Guidance on neophyte's native plant restoration garden
I have about a 2500 square foot patch of ground that I killed off with roundup in the spring of 2005. It had been partially dug up in the summer of 2004 for the installation of a new septic system and was mostly covered by weeds. About two weeks after the roundup, I planted a native widlflower and grass mix from a local source in Michigan. I wasn't real optimistic and was mostly ignorant and needless to say over the summer of 2005 I ended up with mostly two weeds that seemed to be non flowering. I trimmed down the patch in the fall.

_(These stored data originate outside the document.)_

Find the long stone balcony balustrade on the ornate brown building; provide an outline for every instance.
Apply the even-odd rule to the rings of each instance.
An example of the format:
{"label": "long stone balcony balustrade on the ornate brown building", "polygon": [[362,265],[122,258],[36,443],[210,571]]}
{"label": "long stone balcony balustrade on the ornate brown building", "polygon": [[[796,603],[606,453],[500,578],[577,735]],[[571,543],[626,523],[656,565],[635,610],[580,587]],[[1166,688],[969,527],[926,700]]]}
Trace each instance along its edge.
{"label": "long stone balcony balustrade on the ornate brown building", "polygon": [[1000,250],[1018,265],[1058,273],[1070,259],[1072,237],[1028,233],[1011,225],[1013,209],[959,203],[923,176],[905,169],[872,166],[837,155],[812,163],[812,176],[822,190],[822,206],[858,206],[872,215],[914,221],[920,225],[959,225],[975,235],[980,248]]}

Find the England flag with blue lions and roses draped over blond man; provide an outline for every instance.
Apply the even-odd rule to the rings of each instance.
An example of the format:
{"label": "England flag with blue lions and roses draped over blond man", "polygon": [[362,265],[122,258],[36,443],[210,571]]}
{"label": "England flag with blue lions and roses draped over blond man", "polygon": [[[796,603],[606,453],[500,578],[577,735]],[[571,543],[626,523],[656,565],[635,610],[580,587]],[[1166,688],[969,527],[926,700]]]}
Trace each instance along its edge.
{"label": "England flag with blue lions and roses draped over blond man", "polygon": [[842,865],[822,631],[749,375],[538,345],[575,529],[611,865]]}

This summer has yielded a much greater variety, with (1) many non-native wildflowers, (2) two natives in the mixture that I planted: black-eyed susans and yellow coneflower, (3) 1 native that I didn't plant: fleabane, (4) and then predominantly a variety of noxious weeds that I either can't identify as natives, or are clearly non-native (most don't seem to be flowering or obviously flowering).
So my question is, at this point, what would be the best method of getting a diverse selection of native flowers and grasses to become the primary constituent with the reduction in the non-natives? I'm open to any suggestions and am not really in a hurry. I just want the best approach that will yield the best results without huge costs and with the most efficient use of my labor. I suppose I'm fine with the work, I'd just like it not to be ignorantly counterproductive.
I've considered cutting it down later this summer and covering it with carpet and tarp (which I have plenty of) until fall, then pulling up the covering, slightly breaking up the soil with a spring rake and planting another mix.
The mixture I planted in 2005 is as follows:
Bergamot, Black-eyed Susan, Golden Alexander, Lanceleaf coreopsis, Large-flowered beardtongue, Partridge pea, Purple coneflower, Purple prairie clover, Rattlesnake master, Rough blazing star, Stiff goldenrod, Smooth penstemon, Spiderwort, Western sunflower, Yellow coneflower, Little bluestem, Side-oats grama and Prairie dropseed.